Reconheceu o STF, naquele memorável julgamento[5], que a execução de sentença condenatória, com o aprisionamento do acusado, salvo a hipótese de presente algum dos requisitos para se decretar a prisão preventiva, somente poderá dar-se com o trânsito em julgado da lide.

Daí, senador Francisco Dornelles, mesmo ciente de que não emperrou a votação da “PEC dos recursos” e de que nunca se aliou à “BB” algum, na seara penal, em homenagem à Carta Política de 1988, à jurisprudência dos tribunais superiores e ao próprio voto do ministro Cezar Peluso, no citado HC 84.078/MG[6], acertaria em cheio V.Exa. se esconjurasse do ordenamento constitucional, junto com os demais congressistas, a possibilidade de tamanha violência aos postulados do devido processo legal e da presunção de inocência.

Sobre o tema, para encerrar, recorre-se à lição do ministro Marco Aurélio: “A pergunta que sempre fica no ar é a seguinte: de que maneira então, presente o sistema processual como um grande todo, presente o princípio da não-culpabilidade, chegar-se a ato extremado como é o do cerceio da liberdade de ir e vir, enclausurando-se aquele que se mostra inconformado com a decisão condenatória, se, reformada esta, não há a possibilidade de se devolver a liberdade perdida?”[7].


[1] “O País”, em 19/4, p. 15.

[2] De acordo com a PEC, a Constituição Federal passaria a vigorar acrescida do art. 105-A: “A admissibilidade do recurso extraordinário e do recurso especial não obsta o trânsito em julgado da decisão que os comporte”.

[3] In http://www.conjur.com.br/2008-set-22/stf_garantido_principio_presuncao_inocencia, acessado em 19/4/2012.

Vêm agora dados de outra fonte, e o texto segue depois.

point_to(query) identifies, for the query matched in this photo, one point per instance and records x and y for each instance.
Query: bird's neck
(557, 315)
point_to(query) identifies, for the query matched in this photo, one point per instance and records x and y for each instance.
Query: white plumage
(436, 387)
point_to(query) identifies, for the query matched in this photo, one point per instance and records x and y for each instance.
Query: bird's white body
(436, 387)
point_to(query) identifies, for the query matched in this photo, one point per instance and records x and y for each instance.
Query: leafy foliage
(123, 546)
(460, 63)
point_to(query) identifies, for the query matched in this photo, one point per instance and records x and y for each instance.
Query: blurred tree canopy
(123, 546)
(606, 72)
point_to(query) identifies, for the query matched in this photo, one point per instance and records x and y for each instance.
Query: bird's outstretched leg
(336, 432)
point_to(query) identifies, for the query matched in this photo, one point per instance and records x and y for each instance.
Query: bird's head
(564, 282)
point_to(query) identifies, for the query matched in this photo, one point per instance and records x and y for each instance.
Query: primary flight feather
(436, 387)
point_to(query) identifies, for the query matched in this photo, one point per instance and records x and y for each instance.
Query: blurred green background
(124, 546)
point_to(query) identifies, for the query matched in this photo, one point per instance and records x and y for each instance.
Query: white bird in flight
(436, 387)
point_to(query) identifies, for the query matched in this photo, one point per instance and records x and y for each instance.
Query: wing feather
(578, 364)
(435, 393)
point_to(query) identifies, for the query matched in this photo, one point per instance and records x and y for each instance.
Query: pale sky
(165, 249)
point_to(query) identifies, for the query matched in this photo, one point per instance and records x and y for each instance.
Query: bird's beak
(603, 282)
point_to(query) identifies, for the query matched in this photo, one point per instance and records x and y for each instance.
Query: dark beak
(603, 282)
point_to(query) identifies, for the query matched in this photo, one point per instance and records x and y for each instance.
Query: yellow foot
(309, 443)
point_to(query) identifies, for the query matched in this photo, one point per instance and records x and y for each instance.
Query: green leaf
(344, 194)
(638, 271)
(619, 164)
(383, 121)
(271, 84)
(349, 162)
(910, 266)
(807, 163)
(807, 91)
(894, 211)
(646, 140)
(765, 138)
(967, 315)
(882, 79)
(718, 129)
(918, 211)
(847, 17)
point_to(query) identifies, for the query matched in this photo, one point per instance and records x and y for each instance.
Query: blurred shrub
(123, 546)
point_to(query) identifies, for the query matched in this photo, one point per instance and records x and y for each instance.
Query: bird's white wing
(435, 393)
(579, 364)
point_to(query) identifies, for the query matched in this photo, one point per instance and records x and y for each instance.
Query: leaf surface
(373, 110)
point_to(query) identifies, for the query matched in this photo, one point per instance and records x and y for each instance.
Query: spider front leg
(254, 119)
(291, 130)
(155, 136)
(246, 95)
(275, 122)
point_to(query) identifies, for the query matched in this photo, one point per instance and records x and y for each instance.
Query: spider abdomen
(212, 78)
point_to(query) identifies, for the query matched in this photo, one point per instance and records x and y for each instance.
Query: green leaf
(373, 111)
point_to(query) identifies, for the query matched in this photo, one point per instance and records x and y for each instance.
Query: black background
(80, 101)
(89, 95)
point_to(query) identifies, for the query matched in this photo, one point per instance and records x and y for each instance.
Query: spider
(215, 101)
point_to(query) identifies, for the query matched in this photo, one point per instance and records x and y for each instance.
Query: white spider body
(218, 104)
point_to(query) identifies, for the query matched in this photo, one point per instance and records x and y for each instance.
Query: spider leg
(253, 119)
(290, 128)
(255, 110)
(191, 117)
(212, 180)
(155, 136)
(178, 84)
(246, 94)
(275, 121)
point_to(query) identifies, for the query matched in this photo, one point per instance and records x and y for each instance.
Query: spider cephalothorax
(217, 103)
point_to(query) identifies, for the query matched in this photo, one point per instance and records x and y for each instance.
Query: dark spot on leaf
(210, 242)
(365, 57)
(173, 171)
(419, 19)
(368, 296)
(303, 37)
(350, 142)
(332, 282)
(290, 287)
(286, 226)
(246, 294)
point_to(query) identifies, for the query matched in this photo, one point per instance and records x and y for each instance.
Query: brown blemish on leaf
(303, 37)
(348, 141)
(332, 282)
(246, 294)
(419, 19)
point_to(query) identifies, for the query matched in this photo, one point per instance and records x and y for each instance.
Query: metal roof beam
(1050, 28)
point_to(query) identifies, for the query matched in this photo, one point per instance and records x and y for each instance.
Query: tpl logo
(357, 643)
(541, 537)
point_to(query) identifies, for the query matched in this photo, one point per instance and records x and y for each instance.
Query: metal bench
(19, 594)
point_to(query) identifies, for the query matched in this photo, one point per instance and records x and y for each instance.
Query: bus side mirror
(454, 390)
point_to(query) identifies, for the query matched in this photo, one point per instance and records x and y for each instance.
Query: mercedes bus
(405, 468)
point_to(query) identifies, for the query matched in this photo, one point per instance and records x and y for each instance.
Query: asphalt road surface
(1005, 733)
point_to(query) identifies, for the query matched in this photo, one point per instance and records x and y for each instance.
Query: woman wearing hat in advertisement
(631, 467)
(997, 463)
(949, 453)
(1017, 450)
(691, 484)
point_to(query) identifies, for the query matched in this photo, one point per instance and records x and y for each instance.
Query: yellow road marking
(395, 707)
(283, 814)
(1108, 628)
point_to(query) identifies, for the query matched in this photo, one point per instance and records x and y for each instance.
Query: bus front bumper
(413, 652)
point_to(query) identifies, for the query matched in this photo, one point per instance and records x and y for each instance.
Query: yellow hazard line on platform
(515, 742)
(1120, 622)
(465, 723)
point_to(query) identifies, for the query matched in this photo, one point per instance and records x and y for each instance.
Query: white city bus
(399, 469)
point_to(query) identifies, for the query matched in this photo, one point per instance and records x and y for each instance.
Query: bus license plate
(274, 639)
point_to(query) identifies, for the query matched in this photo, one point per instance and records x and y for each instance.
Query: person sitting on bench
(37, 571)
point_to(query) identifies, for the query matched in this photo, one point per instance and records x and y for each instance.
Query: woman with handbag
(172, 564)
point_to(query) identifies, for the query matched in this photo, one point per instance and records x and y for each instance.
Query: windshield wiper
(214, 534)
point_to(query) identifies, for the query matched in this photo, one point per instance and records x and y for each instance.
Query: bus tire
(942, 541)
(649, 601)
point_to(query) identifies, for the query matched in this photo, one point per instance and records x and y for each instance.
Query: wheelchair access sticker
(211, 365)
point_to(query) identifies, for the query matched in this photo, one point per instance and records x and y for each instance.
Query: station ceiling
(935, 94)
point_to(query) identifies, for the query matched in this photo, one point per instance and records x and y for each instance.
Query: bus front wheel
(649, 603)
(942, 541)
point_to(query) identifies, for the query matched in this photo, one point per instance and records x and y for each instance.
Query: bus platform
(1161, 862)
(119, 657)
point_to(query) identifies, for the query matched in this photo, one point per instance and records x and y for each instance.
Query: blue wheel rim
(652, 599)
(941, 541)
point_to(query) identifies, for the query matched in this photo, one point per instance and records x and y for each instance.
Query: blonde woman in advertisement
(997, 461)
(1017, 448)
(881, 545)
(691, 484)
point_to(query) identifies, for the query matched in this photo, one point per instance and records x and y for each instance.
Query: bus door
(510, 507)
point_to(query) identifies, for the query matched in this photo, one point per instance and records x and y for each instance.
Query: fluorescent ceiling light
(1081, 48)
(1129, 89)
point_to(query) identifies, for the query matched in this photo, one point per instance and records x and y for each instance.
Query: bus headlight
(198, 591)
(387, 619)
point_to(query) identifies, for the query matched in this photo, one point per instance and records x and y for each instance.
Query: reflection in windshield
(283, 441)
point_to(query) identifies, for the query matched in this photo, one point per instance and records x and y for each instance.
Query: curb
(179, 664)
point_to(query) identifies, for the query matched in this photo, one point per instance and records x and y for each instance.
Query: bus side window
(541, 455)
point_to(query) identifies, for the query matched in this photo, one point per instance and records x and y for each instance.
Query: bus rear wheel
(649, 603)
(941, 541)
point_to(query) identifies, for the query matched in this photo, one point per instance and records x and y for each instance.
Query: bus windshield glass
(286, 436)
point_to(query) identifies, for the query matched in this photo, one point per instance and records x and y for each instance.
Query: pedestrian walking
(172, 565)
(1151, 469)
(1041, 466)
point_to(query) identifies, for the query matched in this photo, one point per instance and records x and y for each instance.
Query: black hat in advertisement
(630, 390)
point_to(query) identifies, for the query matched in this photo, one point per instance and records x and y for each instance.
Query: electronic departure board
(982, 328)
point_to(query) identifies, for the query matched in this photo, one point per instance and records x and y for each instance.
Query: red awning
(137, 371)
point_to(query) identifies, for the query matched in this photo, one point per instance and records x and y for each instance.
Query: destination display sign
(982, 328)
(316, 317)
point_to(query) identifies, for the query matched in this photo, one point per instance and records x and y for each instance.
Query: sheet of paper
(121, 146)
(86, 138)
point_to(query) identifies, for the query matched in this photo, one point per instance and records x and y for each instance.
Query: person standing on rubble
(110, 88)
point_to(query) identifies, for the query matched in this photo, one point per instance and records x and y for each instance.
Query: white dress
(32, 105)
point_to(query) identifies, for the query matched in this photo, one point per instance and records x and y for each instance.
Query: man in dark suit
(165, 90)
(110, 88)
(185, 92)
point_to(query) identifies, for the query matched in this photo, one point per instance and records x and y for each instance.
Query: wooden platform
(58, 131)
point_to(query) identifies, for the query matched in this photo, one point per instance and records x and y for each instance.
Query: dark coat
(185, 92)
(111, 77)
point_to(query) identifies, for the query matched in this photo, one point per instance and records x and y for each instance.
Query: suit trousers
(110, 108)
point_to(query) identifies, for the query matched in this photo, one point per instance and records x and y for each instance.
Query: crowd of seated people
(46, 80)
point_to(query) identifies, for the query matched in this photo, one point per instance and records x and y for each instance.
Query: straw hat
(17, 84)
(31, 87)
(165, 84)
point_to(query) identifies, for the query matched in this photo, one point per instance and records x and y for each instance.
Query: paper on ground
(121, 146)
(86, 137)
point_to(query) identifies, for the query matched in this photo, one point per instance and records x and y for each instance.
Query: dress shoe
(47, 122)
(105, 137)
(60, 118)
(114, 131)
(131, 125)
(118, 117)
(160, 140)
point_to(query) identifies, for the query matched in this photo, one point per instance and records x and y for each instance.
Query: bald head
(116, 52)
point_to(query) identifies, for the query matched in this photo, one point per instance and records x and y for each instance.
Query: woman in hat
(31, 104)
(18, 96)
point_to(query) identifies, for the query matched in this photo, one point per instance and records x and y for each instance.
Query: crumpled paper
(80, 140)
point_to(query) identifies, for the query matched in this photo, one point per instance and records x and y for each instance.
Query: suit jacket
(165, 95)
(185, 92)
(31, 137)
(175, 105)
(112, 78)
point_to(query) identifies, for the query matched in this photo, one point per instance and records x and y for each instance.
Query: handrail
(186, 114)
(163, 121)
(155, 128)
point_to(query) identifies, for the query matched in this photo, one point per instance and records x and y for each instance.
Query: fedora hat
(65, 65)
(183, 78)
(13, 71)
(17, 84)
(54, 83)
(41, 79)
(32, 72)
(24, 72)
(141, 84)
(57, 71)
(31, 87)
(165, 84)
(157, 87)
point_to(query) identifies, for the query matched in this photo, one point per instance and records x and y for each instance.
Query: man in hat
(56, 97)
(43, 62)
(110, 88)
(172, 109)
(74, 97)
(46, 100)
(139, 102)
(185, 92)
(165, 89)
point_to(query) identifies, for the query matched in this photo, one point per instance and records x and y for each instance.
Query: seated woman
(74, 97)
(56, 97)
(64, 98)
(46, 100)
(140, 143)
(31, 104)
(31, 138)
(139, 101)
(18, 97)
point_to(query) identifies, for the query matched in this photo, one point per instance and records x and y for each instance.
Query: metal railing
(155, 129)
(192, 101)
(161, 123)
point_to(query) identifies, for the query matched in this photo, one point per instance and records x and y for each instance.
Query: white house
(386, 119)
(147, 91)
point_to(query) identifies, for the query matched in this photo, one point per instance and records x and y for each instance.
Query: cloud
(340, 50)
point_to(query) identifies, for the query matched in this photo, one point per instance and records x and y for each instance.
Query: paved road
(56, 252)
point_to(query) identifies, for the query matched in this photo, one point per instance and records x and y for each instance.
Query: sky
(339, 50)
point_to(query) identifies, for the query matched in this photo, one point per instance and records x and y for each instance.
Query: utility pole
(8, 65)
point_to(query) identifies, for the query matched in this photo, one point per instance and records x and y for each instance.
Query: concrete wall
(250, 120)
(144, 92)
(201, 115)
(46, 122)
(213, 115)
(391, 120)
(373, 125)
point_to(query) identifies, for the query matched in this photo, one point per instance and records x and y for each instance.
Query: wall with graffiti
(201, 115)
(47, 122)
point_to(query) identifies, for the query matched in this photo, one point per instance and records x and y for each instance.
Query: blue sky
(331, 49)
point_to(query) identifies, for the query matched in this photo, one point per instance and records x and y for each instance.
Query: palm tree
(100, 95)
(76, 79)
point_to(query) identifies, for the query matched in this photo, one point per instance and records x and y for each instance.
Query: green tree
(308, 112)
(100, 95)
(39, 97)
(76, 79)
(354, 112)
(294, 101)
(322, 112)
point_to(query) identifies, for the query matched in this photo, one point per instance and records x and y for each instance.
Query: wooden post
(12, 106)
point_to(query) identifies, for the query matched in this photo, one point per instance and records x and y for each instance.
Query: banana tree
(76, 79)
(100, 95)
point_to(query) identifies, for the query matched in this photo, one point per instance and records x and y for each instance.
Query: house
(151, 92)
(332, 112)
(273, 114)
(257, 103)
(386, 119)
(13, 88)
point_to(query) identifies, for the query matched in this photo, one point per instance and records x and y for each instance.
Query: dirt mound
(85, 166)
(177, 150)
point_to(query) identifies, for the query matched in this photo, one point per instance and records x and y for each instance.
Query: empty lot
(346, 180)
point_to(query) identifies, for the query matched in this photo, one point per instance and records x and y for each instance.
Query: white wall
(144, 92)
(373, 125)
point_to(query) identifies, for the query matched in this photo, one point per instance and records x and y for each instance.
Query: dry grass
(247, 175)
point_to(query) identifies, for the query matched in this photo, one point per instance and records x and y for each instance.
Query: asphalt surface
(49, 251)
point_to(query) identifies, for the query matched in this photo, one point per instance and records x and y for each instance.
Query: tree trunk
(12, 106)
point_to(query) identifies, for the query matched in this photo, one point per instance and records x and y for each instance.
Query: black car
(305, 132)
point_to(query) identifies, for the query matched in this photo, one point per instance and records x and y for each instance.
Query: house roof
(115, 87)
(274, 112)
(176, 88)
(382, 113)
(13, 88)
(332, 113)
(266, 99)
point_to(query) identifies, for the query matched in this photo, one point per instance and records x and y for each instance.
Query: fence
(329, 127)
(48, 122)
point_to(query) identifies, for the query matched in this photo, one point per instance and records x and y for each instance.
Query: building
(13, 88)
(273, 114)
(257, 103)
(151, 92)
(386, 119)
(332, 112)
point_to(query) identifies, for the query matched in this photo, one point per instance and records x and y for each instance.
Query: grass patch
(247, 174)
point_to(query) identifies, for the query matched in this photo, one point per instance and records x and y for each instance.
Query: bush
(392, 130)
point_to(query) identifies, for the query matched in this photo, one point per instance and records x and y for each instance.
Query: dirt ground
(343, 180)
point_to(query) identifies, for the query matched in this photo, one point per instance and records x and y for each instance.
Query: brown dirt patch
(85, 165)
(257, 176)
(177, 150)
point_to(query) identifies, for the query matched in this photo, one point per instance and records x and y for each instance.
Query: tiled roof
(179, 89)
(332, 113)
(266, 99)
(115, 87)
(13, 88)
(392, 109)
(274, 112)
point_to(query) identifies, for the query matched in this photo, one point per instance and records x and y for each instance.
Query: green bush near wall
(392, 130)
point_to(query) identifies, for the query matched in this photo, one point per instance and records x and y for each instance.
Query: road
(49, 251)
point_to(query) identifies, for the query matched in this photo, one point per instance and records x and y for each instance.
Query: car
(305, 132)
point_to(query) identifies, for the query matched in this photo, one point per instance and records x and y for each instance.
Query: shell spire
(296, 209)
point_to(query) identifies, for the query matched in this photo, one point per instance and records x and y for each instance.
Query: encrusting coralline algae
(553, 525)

[4] O art. 637 do CPP estabelece que “[o] recurso extraordinário não tem efeito suspensivo, e uma vez arrazoados pelo recorrido os autos do traslado, os originais baixarão à primeira instância para a execução da sentença”.

[5] Por maioria, incluindo-se, nela, o ministro Cezar Peluso, contra os votos dos ministros Menezes Direito, Cármen Lúcia, Joaquim Barbosa e Ellen Gracie, a ordem foi concedida – DJe de 26/2/2010.

[6] Excerto do voto do ministro Peluso: “Ora, não consigo conceber um processo justo onde se aplique a alguém, pelo mero fato de ser réu, medida gravosa e de caráter irremediável, como é a privação da liberdade. Um processo que permite execução provisória de pena, sem juízo definitivo de condenação e, o que releva, sem reconhecimento definitivo de culpa, decididamente pode ser legal, mas justo não é, e não sendo justo, não é processo que atenda ao princípio constitucional”.

[7] 1ª Turma, HC 83.541/RJ, DJe de 19/9/2003.